Written by Antonio Ray Harvey | California Black Media
A Southern California company recently submitted a job offer to a black job applicant who was allegedly turned down due to his natural hairdo.
Encore Global, which is registered in Delaware but does business in California, issued a written statement saying the issue was a “misunderstanding” and that the company “regretted any misunderstanding.”
“Maintaining a diverse and inclusive workplace where everyone has a full sense of belonging and feels empowered to reach their potential are the core values of our business. These values are key to nurturing innovation, collaboration, and better outcomes for our team members, our customers, and the communities we serve,” the company said in a statement.
Last month, Jeffrey Thornton, through his attorney Adam Kent, filed the allegations against Encore Global, LLC, in San Diego County Superior Court. The lawsuit asserted that Thornton was denied employment because of his countrymen.
The lawsuit gave California’s CROWN Act, which was signed into law in 2019, its first legal test.
Shane Harris, president of the People’s League for Justice Advocates, called the company’s alleged action “abuse,” “hair discrimination,” and a “violation of the California CROWN Act.”
“The recording is believed to be the first file of its kind to indicate a violation of California’s CROWN Act,” Harris continued. Drafted by then-California Senator Holly Mitchell, the bill sought to prevent employers and public schools from banning natural black hairstyles, including braids, cornrows, and placement.
Mitchell now serves on the Los Angeles County Board of Supervisors.
“We regret any miscommunication with Mr.
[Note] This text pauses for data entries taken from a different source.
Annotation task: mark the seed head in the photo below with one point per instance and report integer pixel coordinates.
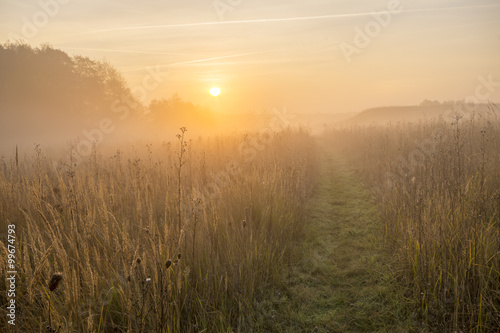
(54, 281)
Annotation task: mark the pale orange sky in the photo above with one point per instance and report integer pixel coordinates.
(284, 53)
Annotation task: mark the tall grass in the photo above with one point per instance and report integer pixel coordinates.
(159, 238)
(438, 184)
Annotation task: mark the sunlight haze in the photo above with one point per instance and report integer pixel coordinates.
(264, 54)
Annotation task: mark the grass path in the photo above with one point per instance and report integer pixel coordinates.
(343, 282)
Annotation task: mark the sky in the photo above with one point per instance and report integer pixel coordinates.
(306, 55)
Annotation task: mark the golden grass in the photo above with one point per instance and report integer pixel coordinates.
(180, 236)
(438, 184)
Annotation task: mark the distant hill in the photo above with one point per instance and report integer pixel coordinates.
(414, 114)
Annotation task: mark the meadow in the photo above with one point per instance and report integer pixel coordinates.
(181, 236)
(437, 184)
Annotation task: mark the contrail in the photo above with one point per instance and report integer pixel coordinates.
(287, 19)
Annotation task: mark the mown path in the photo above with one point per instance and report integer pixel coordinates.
(343, 282)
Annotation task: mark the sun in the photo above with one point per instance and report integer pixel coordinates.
(215, 91)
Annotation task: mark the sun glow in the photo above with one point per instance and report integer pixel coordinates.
(215, 91)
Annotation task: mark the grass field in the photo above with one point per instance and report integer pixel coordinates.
(183, 236)
(438, 187)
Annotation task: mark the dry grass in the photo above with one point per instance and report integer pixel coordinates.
(182, 236)
(438, 184)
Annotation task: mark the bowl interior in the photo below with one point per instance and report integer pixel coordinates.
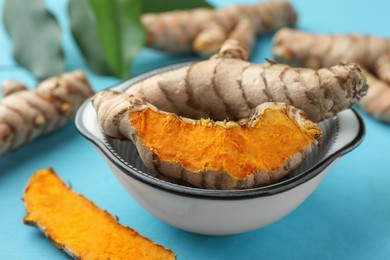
(127, 153)
(342, 133)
Thornton regarding our usual care policies – which he appears to be meeting fully, and we have made him an offer of employment,” Encore’s statement continued. “We are constantly looking to learn and improve, and review our personal care policies to avoid potential miscommunication in the future.”
The CROWN Act, also known as Senate Act (SB) 188, ensures protection against discrimination based on hairstyles by extending legal protections to hair texture and styles protections in the Fair Employment and Housing Act (FEHA) and the California Education Act.
Thornton said he was discriminated against in an interview for the position of technical supervisor at Encore Global, an event management company.
According to the lawsuit, Encore’s hiring manager informed him on November 1 that he would have to trim his hair to be hired for the position. The area above the ears, away from the eyes, had to be cut off, with the shoulders removed.
Harris said Thornton’s hair is styled in places, shaved clean around the sides and back, and is about five inches long at the top of his head.
“Many black employees, including your employees and members, will tell you if given the opportunity that the struggle to maintain what society considers a ‘professional image’ while protecting the health and safety of their hair remains a defining and contradictory struggle in their work,” Mitchell stated in April 2019 when she presented Gathering bill for the first time. “Any law passing a job description immediately disqualifies me from a position, not because of my abilities or experience but because of my hair, is long overdue for reform.”
Thornton’s relationship with Encore Global dates back to 2016 when he first started working with the company in Orlando, Florida.
In July 2021, after leaving the company for nearly a year due to the COVID-19 pandemic, Thornton decided to move to San Diego after being notified that his company would open new positions in the area.
“I started my domestic journey in 2019,” Thornton said.
“If this isn’t a problem in Florida, it shouldn’t be a problem in California, right?” He said during a press conference in San Diego. “I expected I would remove my ear scales, that’s no problem. I would be willing to cut my facial hair. But I wasn’t prepared to be told I would need to cut my hair in order to comply with Encore’s standards.”